Via Podiensis se fini

Zum ersten Mal seit Tagen deine Nacht gut durchgeschlafen. Gut gelaunt und frisch starten wir drei Deutschen in den Tag. Jeder Schritt bringt uns näher nach Saint Jean. Jeder Schritt näher am Abschied. Die Sonne lacht, die Wege sind gut. Ein Kaffeehaus nach 1,5 Stunden lädt zur Pause ein. kaufen wir gleich Käse am Stück für den die nächsten Tage. Nach 3 weiteren Stunden erreichen wir einen größeren Ort. Frank liefert sich mit Armelle einen Sprint. Wir Frauen beäugen das aus der Ferne - die sind verrückt unsere Männer. Riesen Gelächter. Hier gibt es endlich wieder Zigaretten für mich. Top. Pause bei Kaffee und Panasch bei totalem Sonnenschein. Wenig auf und ab, schnellen Schrittes erreichen wir Saint Jean Pied de Port.

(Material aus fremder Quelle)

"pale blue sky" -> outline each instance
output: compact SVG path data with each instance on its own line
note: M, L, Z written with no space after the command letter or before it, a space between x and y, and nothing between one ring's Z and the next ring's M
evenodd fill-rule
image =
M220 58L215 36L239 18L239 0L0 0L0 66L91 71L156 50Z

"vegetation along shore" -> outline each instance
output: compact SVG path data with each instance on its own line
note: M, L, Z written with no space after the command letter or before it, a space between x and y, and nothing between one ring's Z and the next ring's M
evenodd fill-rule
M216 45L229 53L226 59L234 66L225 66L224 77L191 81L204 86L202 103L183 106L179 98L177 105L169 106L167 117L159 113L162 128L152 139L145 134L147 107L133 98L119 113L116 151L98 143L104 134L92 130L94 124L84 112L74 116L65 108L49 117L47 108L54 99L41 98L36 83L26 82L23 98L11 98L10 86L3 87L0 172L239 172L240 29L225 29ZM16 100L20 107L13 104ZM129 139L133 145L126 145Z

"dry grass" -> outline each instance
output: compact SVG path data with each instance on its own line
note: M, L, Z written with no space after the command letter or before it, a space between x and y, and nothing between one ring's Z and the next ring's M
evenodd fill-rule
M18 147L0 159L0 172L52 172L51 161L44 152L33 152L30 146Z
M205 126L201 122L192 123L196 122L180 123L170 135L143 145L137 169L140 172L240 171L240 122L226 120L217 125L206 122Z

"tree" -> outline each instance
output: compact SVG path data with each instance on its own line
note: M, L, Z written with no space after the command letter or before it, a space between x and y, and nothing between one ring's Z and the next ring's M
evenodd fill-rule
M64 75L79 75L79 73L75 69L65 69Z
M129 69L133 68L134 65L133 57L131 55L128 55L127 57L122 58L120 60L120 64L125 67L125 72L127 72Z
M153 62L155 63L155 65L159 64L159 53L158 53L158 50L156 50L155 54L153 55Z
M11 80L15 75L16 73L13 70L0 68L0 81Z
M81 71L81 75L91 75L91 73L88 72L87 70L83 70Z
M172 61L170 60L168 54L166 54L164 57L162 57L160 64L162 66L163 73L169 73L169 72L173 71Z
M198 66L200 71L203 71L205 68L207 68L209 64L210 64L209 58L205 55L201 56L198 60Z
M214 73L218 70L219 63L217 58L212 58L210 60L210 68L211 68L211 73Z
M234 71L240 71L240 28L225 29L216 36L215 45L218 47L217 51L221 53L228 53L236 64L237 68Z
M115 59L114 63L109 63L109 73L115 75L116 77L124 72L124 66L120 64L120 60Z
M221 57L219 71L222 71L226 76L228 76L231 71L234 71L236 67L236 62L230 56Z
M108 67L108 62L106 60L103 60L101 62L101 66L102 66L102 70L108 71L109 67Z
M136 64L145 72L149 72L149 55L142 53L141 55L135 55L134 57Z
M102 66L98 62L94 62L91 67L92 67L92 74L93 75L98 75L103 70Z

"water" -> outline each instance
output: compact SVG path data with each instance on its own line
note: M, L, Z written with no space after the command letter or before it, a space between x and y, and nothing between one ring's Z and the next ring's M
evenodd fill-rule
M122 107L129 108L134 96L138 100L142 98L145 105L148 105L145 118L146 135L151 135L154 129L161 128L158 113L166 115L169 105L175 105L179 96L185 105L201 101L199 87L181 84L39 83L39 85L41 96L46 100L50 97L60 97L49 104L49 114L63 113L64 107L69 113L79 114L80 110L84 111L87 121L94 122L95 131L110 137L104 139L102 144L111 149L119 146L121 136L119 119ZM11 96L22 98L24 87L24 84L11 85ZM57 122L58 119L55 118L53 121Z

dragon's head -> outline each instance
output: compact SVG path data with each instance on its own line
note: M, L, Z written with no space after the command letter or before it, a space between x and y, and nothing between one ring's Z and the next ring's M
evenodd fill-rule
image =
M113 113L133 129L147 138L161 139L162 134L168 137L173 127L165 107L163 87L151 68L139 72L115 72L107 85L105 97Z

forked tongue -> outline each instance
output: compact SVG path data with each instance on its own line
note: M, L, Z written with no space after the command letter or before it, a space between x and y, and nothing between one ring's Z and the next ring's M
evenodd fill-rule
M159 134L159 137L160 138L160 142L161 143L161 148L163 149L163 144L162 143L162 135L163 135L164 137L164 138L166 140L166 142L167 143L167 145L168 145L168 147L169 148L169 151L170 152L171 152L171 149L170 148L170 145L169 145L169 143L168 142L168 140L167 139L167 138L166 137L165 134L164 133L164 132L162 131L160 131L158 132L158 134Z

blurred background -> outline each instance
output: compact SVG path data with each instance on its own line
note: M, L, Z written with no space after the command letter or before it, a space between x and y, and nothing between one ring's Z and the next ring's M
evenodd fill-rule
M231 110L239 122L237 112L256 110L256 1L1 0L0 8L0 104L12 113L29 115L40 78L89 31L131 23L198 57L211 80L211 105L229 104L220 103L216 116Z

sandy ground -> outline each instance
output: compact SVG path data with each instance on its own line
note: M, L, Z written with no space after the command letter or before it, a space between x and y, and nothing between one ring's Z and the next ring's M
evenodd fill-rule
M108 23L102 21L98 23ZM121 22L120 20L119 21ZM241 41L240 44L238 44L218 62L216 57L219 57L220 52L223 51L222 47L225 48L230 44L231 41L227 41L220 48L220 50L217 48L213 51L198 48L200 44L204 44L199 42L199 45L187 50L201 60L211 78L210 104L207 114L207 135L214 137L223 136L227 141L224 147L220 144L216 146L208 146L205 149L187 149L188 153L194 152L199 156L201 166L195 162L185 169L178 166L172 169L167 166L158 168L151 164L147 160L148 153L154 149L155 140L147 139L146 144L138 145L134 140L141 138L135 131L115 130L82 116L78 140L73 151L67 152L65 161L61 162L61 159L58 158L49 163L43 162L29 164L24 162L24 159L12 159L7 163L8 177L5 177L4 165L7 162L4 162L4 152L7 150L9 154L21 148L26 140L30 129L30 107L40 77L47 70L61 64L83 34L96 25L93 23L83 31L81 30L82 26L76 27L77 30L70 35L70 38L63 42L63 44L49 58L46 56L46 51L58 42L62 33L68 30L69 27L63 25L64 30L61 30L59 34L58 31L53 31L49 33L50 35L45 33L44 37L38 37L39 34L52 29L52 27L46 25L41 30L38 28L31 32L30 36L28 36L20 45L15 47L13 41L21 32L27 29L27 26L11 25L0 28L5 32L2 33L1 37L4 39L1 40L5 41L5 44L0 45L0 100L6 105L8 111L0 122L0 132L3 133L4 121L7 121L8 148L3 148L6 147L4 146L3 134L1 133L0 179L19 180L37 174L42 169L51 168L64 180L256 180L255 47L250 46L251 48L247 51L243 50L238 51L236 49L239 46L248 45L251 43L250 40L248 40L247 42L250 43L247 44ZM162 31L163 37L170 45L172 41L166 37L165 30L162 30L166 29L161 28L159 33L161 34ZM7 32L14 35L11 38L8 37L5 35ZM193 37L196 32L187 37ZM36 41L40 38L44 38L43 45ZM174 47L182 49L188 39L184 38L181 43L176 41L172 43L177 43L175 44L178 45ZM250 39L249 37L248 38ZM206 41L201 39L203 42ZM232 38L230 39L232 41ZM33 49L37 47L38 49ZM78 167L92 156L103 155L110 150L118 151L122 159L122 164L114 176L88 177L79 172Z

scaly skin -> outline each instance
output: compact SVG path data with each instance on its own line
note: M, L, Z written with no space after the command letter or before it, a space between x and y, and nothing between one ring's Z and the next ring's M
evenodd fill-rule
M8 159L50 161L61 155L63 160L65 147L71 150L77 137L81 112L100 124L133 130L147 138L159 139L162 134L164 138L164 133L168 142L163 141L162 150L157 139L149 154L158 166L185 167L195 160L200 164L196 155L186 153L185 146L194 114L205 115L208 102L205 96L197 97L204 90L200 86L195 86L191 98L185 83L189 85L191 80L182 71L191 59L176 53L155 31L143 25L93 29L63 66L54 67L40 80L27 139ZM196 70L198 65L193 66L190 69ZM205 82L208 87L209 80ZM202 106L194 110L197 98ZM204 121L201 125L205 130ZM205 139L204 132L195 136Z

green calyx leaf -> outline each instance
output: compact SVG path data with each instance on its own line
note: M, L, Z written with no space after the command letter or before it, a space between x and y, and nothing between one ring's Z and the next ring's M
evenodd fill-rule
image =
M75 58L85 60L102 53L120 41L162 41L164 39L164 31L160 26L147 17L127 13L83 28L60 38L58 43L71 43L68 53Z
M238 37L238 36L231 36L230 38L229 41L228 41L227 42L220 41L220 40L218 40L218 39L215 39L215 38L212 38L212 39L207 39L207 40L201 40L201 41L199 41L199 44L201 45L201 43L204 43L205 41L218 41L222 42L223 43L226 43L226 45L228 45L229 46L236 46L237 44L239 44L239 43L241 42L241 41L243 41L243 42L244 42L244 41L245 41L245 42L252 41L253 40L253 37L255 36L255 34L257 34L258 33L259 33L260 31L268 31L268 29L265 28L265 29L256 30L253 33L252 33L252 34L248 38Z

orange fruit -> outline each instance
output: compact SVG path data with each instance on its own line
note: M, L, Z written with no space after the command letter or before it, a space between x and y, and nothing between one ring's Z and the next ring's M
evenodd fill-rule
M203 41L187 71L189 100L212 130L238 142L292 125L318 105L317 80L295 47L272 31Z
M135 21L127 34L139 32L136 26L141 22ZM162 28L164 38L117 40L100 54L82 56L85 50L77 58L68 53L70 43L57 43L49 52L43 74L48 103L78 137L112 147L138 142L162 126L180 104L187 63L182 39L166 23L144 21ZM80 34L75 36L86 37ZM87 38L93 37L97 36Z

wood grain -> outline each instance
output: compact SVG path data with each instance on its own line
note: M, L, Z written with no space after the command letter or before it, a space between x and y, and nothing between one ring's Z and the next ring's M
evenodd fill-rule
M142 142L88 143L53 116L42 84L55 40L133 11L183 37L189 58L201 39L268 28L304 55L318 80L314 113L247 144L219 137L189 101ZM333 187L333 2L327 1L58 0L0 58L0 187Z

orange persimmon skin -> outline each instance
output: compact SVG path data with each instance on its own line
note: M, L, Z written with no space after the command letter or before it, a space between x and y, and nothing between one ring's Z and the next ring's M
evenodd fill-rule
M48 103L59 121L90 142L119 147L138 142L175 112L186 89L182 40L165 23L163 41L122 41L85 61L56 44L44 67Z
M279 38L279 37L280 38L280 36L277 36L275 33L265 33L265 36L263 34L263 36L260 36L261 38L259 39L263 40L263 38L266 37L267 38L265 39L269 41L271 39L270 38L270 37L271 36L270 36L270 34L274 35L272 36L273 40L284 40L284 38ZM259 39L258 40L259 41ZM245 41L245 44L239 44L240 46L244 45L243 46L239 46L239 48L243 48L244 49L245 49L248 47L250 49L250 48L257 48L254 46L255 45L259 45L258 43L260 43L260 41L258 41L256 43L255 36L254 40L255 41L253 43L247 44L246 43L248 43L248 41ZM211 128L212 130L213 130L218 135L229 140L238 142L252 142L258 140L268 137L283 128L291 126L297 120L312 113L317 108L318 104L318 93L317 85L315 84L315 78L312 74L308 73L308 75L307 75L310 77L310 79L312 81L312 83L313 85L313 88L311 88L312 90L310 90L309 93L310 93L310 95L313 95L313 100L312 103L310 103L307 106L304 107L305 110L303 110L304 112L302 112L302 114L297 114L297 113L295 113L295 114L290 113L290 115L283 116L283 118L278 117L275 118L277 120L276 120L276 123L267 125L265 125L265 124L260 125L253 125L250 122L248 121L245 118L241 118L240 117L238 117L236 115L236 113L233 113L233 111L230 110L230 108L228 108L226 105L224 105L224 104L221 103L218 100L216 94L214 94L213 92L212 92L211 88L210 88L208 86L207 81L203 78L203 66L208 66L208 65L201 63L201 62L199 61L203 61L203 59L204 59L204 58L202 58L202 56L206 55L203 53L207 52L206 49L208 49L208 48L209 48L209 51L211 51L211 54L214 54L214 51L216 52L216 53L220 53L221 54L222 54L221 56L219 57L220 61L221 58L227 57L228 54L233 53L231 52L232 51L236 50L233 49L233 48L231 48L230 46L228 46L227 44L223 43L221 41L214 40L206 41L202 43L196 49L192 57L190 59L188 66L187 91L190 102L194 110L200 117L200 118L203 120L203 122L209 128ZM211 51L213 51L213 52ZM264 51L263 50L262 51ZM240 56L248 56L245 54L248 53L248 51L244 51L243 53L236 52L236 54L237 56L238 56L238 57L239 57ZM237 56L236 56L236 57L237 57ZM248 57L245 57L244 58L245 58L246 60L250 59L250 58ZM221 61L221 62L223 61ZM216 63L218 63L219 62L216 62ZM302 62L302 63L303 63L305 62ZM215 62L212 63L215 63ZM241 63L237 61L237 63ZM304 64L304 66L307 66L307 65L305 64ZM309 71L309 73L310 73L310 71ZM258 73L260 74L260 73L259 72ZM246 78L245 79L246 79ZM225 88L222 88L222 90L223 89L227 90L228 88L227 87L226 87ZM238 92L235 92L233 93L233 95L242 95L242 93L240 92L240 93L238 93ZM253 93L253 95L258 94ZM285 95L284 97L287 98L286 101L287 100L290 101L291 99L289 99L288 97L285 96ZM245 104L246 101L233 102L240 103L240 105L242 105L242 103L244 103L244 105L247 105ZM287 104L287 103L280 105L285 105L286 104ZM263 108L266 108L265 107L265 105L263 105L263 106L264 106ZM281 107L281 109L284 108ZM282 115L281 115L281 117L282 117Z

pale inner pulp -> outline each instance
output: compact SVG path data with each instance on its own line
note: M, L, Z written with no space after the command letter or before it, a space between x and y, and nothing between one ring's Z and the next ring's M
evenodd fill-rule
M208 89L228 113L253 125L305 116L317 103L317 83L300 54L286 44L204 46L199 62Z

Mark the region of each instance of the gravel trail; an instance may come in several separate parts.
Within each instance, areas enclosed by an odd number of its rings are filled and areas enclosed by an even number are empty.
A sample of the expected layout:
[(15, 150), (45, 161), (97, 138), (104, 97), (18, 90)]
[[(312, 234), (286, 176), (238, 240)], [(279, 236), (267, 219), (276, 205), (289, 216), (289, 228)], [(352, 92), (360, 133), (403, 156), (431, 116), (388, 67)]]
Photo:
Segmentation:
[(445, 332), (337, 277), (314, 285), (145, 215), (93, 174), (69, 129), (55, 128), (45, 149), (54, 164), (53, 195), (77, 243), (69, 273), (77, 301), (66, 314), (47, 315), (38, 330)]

Puh der helle Wahnsinn für uns. Kaum zu glauben. Schier unmöglich wären wir nicht alle hier. Hinter uns liegen gut 1100 französische Kilometer. Und jetzt liegt Spanien vor uns und wieder haben wir uns ein Land erlaufen. Zuerst steuern wir das Pilgerbüro an und lassen uns Infos für Spanien geben. Dann ist Bierzeit. Hier wimmelt es von Neu Pilgern - man sieh es Ihnen so sehr an. Wir finden es super toll. 14 Uhr Checken wir in der Gite Communal ein. Das folgt duschen, waschen und eine kurze Runde durch die City.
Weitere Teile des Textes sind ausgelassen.